Inventory system aids research

22 November 2011

The Rapid Inventory Collection System gathering data in the aftermath of Cyclone Yasi.

The Rapid Inventory Collection System
gathering data in the aftermath of
Cyclone Yasi.
© Geoscience Australia

An inventory system used by government to assess community impact following natural disasters has been made publicly available as open source software through creative commons licensing.

Emergency managers, researchers and urban and environmental planners will have improved opportunities to investigate the immediate after effects of natural disasters following the development and public release of the information collection system.

Called the Rapid Inventory Collection System (RICS), the vehicle mounted equipment and associated computer programs have been developed by Geoscience Australia as part of its Earth monitoring and hazards program to evaluate the aftermath of earthquakes and cyclones.

The equipment, including open source software, has been used to gather images in the aftermath of the 2011 Brisbane floods and tropical cyclone Yasi in Queensland.

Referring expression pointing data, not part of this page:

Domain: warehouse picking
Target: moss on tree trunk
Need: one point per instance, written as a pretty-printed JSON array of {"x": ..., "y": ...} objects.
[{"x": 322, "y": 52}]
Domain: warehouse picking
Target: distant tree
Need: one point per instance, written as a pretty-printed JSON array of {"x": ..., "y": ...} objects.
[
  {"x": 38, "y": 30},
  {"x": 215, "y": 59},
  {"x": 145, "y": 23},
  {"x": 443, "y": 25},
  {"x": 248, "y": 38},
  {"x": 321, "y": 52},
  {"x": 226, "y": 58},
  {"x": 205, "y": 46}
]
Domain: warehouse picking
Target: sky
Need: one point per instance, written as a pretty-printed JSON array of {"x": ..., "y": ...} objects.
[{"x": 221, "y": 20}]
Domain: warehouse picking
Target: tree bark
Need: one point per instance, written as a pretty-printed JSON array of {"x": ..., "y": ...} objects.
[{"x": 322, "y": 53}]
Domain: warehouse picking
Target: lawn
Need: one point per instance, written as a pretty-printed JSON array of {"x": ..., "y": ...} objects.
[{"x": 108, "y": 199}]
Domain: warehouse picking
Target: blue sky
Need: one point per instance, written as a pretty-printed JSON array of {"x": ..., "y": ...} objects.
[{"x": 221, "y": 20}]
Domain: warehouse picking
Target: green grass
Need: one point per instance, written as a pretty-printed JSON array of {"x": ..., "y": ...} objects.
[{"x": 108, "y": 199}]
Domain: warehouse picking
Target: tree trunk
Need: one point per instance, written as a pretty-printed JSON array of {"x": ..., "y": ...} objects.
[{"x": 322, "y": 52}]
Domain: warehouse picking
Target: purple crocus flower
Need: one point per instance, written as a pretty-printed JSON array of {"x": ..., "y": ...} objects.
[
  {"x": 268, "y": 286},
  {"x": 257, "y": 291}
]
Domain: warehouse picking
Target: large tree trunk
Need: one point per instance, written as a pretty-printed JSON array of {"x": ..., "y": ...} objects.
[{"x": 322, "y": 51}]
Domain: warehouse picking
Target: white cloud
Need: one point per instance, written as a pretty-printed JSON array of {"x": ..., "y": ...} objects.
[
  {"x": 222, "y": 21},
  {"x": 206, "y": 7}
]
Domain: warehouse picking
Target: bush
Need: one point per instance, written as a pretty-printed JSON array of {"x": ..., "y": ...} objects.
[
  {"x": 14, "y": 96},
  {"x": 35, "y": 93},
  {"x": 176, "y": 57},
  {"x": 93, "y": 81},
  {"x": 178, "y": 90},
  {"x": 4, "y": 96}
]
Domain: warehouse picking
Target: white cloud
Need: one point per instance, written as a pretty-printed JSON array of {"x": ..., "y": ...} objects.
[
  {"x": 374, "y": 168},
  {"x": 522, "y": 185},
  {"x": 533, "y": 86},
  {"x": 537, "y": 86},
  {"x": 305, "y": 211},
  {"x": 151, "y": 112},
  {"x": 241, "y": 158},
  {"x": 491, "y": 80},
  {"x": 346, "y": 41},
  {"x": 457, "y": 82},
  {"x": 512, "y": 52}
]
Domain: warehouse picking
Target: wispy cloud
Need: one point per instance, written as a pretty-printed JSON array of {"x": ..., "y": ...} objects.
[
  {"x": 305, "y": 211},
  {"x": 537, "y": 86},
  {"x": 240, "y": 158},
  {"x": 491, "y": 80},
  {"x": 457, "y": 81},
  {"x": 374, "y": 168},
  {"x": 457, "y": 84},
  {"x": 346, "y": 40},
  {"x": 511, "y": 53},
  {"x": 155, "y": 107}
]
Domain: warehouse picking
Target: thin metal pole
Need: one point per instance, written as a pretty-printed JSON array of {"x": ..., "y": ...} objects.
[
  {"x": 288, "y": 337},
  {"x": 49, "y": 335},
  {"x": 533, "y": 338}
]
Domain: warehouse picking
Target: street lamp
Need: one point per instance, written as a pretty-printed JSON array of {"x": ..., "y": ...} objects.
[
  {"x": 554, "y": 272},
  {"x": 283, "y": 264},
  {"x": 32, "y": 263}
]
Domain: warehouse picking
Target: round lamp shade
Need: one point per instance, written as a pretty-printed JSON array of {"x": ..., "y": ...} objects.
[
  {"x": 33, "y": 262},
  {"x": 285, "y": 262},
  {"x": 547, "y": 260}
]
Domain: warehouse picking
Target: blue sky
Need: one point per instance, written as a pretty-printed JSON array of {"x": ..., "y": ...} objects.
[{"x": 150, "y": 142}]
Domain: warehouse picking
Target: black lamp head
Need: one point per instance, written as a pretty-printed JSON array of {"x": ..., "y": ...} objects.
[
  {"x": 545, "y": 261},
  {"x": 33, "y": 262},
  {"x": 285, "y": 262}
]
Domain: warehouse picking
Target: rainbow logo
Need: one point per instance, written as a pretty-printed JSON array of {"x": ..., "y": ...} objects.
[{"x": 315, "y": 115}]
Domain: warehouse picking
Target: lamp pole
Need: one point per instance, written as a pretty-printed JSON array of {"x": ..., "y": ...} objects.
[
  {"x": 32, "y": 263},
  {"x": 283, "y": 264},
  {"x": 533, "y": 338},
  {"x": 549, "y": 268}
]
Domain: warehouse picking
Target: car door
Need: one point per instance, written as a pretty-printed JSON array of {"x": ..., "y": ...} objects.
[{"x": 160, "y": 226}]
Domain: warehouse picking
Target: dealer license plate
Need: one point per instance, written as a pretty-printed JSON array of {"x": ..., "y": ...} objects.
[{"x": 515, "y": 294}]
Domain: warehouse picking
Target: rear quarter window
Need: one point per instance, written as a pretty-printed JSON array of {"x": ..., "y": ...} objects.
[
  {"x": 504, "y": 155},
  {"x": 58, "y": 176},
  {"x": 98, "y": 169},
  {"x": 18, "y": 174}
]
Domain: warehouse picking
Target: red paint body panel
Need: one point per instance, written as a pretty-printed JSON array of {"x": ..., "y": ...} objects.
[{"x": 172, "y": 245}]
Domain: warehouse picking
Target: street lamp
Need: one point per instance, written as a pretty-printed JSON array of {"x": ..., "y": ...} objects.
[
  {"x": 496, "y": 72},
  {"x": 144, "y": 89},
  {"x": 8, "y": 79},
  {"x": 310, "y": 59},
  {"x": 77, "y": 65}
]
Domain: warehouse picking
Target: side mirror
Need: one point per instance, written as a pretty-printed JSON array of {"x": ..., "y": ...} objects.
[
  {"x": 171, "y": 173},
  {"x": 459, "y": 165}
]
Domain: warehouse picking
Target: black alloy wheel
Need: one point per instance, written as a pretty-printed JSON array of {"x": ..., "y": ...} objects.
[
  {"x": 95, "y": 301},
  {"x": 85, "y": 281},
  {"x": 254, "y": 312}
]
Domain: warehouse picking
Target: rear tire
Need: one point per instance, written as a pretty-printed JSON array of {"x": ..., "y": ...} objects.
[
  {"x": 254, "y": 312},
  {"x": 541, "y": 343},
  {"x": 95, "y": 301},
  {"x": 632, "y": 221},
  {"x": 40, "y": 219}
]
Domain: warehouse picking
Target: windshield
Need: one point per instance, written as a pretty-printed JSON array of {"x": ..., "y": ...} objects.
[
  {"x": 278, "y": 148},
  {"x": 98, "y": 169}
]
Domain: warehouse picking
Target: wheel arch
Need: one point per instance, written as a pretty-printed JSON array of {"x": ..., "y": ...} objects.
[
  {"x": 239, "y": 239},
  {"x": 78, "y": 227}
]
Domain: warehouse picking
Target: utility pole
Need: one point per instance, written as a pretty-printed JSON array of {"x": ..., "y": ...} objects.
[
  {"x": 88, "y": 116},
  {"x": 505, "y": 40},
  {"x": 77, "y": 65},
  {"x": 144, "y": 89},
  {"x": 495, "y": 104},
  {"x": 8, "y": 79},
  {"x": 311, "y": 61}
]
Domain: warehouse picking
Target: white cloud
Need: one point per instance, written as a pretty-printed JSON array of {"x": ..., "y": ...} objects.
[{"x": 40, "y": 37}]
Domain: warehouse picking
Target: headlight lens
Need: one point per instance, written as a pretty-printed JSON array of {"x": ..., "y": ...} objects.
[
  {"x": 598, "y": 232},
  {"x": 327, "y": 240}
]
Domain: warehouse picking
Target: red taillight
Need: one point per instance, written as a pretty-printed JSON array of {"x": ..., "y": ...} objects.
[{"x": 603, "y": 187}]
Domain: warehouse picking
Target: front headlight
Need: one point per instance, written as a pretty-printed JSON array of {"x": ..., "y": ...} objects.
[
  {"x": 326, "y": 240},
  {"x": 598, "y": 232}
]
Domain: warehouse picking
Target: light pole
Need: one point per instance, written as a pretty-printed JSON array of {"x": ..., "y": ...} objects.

It was also used following earthquakes in Kalgoorlie, Western Australia and Christchurch, New Zealand, and to capture imagery of the Darling River in New South Wales for ecological research.

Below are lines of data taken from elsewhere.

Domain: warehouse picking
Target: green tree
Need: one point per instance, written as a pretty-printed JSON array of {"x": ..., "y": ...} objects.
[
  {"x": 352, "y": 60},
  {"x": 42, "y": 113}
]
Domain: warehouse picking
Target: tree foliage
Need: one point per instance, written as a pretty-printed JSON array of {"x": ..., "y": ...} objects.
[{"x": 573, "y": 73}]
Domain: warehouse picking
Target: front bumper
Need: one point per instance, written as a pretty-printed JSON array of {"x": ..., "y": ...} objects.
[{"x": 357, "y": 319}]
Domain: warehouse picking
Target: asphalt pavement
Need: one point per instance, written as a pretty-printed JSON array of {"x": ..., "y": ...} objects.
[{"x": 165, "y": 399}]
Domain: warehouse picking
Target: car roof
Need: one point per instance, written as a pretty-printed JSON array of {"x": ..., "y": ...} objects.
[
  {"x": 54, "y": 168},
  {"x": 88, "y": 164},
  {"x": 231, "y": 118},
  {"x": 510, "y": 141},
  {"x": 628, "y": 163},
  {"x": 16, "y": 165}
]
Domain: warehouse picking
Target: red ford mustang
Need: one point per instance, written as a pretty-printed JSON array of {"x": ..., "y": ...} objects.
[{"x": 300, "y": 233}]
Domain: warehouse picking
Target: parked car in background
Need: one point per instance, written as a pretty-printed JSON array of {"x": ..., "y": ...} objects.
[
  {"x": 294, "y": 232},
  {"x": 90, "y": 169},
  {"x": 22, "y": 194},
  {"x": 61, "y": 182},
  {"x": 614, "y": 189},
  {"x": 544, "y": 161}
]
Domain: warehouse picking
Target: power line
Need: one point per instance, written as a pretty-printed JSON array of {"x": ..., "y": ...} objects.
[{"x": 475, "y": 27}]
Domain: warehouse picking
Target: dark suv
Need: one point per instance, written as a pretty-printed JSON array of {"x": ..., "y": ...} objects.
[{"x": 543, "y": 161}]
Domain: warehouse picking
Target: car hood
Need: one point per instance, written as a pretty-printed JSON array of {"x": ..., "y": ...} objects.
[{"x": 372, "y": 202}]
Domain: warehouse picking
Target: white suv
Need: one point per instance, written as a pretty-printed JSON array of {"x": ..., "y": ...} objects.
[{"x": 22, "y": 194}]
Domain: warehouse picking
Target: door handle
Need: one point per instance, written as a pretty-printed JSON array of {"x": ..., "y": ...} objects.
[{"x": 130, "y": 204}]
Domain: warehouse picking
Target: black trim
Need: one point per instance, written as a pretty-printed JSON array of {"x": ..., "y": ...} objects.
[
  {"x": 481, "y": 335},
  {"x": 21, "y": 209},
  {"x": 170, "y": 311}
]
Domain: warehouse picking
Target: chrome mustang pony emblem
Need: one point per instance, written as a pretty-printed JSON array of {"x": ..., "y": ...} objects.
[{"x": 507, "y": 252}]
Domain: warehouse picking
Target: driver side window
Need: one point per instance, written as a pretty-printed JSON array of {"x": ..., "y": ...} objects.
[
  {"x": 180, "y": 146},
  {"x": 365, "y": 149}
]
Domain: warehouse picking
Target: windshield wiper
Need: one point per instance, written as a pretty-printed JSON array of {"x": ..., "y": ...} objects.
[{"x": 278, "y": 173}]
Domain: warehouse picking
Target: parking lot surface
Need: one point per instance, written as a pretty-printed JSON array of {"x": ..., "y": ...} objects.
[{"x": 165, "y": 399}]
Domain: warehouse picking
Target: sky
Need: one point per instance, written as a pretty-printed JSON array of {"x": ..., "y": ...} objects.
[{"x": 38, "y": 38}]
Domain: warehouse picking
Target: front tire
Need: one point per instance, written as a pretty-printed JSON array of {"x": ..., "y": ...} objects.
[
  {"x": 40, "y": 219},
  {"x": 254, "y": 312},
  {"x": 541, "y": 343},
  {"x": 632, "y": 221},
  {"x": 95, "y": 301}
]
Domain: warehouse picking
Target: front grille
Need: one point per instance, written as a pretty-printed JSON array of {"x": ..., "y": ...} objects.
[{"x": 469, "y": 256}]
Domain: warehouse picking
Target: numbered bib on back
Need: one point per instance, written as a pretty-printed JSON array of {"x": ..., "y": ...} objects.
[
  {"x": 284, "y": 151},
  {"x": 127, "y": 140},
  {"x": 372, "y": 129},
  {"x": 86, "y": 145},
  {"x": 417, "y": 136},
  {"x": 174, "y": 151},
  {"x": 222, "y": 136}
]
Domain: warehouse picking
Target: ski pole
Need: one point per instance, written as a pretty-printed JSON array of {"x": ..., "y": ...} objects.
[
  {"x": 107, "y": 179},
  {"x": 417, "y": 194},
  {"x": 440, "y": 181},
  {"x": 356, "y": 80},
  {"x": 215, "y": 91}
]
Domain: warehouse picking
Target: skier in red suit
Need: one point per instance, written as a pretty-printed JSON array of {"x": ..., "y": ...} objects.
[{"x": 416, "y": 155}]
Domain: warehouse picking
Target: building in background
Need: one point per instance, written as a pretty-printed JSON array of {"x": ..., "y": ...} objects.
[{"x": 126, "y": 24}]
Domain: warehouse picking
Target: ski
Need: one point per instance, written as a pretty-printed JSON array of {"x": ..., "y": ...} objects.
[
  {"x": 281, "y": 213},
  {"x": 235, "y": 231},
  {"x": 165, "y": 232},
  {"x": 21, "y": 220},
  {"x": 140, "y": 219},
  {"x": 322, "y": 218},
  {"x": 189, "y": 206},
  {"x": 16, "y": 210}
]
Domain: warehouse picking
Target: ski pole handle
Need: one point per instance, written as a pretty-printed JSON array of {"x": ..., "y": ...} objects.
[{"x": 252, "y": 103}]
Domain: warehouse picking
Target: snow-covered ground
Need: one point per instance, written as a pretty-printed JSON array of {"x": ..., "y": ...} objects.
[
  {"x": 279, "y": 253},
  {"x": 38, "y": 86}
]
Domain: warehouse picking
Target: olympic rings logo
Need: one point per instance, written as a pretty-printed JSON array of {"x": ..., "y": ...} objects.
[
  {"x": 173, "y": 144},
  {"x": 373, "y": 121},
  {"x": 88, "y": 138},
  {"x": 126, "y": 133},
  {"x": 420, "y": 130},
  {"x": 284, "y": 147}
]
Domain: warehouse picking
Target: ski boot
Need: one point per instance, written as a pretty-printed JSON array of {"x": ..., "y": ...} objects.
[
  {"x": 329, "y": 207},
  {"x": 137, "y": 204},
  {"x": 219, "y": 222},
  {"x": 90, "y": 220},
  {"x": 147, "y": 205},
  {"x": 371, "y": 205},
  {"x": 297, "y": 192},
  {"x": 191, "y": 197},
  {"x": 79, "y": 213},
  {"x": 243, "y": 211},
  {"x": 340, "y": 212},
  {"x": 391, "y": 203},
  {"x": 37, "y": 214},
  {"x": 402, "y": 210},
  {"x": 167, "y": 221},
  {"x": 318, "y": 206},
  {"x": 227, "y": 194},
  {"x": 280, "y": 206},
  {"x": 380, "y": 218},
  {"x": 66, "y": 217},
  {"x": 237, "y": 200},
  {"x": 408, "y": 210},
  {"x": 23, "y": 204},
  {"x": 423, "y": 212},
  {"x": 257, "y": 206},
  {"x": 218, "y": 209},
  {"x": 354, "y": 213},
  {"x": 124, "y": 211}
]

Following a magnitude five earthquake in Kalgoorlie in 2010, RICS captured 230 000 street view images which were used to conduct a detailed assessment of the impact on more than 400 buildings of various age and design.

A member of Geoscience Australia's Earth Monitoring and Hazards Group, Mark Edwards, said that the data obtained with the Rapid Inventory Collection System will help government planners to minimise risk by developing a better understanding of the vulnerability and retrofit options for buildings and other infrastructure.

"The Rapid Inventory Collection System operates with up to four cameras mounted on a vehicle and connected to a user-friendly, consistent and intuitive computer based interface. It displays the images obtained with relevant GPS data and incorporates a notepad for including comments," Mr Edwards said.